Could new research capturing the behavior of light on film transform mobile technology?

Scientists at M.I.T Media Lab, through the use of an ultrafast imaging system, have discovered a new way to capture light lassing through liquid and objects by recording an image in less than two-trillionths of a second. The project has a long and storied history detailed by John Markoff in yesterday’s New York Times, in which the author discusses how light is captured in a sort of “super slow motion:”

The streak tube scans and captures light in much the same way a cathode ray tube emits and paints an image on the inside of a computer monitor. Each horizontal line is exposed for just 1.71 picoseconds, or trillionths of a second, Dr. Raskar said – enough time for the laser beam to travel less than half a millimeter through the fluid inside the bottle.

To create a movie of the event, the researchers record about 500 frames in just under a nanosecond, or a billionth of a second. Because each individual movie has a very narrow field of view, they repeat the process a number of times, scanning it vertically to build a complete scene that shows the beam moving from one end of the bottle, bouncing off the cap and then scattering back through the fluid. If a bullet were tracked in the same fashion moving through the same fluid, the resulting movie would last three years.

“Imagine if you have this in your phone about 10 years from now,” Dr.

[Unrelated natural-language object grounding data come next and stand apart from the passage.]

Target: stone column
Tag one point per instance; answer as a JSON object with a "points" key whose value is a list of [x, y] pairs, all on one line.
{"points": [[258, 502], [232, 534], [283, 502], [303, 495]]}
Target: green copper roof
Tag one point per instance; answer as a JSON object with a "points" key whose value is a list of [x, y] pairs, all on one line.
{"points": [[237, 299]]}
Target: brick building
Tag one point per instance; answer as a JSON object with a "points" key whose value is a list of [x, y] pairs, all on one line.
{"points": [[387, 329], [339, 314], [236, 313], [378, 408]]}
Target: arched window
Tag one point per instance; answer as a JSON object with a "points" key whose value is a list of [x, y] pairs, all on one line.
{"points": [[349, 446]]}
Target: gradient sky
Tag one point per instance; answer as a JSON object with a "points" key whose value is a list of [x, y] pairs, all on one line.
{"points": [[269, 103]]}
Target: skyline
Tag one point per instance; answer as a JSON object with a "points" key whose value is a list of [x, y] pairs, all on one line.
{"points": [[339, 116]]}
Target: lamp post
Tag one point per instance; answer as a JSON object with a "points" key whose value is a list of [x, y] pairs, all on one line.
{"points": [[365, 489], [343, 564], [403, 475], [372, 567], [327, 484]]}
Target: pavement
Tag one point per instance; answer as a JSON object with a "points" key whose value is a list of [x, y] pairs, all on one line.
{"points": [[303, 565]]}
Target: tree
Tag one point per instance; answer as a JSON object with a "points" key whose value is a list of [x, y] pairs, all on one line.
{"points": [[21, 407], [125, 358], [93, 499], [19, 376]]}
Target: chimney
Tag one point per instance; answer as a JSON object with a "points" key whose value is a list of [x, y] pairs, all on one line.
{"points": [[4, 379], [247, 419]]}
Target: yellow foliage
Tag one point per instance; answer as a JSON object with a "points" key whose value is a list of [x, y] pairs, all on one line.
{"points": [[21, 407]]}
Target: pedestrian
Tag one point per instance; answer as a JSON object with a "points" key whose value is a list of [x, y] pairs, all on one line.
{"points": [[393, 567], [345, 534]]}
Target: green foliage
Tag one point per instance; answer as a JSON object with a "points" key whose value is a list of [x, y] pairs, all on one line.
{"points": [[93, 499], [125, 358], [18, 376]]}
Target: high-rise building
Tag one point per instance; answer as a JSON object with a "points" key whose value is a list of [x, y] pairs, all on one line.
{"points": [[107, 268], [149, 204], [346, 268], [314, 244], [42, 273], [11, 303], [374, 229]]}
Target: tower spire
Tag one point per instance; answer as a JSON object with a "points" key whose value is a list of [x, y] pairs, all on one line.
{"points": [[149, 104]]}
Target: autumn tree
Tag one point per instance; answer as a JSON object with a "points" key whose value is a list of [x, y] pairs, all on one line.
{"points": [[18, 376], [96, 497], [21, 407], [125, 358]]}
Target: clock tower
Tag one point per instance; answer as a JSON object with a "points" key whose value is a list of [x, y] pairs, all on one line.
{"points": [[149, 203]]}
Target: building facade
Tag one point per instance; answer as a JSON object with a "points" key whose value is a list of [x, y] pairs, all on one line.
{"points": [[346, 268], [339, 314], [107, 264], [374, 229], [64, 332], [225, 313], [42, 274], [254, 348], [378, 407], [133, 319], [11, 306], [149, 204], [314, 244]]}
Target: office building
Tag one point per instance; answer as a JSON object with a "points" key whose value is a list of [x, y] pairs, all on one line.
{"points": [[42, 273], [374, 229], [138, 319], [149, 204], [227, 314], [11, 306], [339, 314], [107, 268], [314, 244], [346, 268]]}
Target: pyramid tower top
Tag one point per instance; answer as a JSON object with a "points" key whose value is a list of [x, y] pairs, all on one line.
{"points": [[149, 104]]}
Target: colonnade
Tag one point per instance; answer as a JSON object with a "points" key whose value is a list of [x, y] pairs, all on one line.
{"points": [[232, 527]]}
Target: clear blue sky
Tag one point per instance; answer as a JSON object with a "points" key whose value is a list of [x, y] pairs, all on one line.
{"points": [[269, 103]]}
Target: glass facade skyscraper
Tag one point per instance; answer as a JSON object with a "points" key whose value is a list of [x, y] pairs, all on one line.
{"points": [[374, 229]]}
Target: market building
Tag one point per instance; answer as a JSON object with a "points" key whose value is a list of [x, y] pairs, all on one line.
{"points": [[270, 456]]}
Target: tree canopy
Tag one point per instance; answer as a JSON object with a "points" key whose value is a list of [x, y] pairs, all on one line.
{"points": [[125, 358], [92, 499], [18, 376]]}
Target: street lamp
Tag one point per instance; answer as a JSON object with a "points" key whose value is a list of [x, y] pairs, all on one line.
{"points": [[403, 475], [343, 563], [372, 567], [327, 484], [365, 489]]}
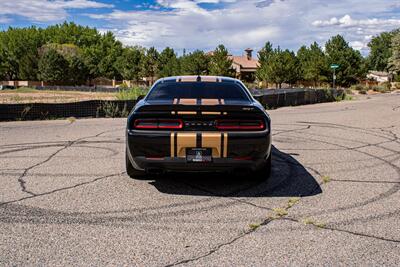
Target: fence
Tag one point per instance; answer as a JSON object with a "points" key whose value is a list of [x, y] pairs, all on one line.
{"points": [[118, 108]]}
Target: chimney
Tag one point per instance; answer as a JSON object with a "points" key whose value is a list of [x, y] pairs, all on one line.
{"points": [[248, 53]]}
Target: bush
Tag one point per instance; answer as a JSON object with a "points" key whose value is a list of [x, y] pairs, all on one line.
{"points": [[111, 110], [131, 93], [358, 87], [381, 88]]}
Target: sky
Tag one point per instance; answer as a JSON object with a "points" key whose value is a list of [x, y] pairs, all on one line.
{"points": [[203, 24]]}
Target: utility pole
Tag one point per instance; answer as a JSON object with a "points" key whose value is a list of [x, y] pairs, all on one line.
{"points": [[334, 67]]}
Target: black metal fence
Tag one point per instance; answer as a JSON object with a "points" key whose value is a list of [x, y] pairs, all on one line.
{"points": [[120, 108]]}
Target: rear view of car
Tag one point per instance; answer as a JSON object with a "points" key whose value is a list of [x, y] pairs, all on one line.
{"points": [[198, 123]]}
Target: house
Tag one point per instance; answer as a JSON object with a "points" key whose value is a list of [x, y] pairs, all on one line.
{"points": [[379, 76], [245, 66]]}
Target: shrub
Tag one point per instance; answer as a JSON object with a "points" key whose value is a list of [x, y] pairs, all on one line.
{"points": [[111, 110], [131, 93]]}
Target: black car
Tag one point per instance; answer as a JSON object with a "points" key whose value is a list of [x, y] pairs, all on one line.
{"points": [[198, 123]]}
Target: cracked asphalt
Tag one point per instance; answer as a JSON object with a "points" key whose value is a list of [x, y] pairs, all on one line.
{"points": [[333, 197]]}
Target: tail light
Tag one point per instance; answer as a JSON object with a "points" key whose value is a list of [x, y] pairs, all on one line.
{"points": [[240, 125], [158, 124]]}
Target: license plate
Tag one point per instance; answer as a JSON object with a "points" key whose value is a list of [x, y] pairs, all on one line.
{"points": [[198, 155]]}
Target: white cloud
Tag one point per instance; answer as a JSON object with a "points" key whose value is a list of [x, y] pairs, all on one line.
{"points": [[45, 10], [250, 23], [347, 21]]}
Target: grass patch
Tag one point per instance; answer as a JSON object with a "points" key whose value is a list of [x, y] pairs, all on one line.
{"points": [[112, 110], [309, 221], [280, 212], [71, 119], [326, 179], [292, 201], [254, 226], [131, 93]]}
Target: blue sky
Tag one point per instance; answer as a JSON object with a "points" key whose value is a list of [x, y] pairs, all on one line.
{"points": [[203, 24]]}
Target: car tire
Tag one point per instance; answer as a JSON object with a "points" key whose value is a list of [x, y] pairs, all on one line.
{"points": [[265, 171], [131, 171]]}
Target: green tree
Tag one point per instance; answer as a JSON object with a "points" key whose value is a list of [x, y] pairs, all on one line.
{"points": [[351, 63], [150, 64], [168, 63], [394, 60], [77, 70], [380, 51], [313, 64], [282, 67], [129, 63], [264, 56], [220, 63], [53, 67], [109, 50], [195, 63], [19, 50]]}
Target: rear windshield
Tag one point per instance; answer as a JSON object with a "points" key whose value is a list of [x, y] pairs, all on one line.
{"points": [[198, 90]]}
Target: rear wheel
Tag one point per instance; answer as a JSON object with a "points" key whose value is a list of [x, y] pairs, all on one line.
{"points": [[265, 171], [131, 171]]}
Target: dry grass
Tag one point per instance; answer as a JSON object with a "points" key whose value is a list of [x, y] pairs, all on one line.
{"points": [[326, 179], [254, 226], [309, 221], [29, 95], [71, 119]]}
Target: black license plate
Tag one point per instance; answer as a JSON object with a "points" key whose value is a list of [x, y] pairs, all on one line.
{"points": [[198, 155]]}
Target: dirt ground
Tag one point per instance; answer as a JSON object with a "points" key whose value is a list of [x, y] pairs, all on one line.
{"points": [[26, 95]]}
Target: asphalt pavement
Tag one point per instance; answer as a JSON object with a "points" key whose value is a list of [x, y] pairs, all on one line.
{"points": [[332, 199]]}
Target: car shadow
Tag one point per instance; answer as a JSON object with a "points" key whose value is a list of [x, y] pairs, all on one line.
{"points": [[288, 178]]}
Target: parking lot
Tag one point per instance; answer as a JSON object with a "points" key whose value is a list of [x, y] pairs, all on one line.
{"points": [[333, 197]]}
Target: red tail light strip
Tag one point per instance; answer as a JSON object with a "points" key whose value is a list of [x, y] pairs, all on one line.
{"points": [[240, 125], [158, 124]]}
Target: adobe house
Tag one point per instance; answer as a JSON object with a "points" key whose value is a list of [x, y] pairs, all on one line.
{"points": [[245, 66]]}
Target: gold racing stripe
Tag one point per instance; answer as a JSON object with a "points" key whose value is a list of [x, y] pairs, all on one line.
{"points": [[172, 142], [213, 141], [209, 78], [187, 112], [218, 142], [185, 140], [225, 145], [187, 79], [188, 101], [211, 113], [209, 102]]}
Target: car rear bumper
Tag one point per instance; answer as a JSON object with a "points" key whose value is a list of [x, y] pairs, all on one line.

Raskar said. “You will be able to go to your supermarket and tell if your fruit is ripe.” Videogame hardware may soon be able to read our lips and eventually our minds, and the possibilities for dynamic environmental interaction here are endless. But let’s not get ahead of ourselves. “We’re still trying to get our heads around what this means,” Dr. Raskar said, “because no one has been able to see the world in this way before.”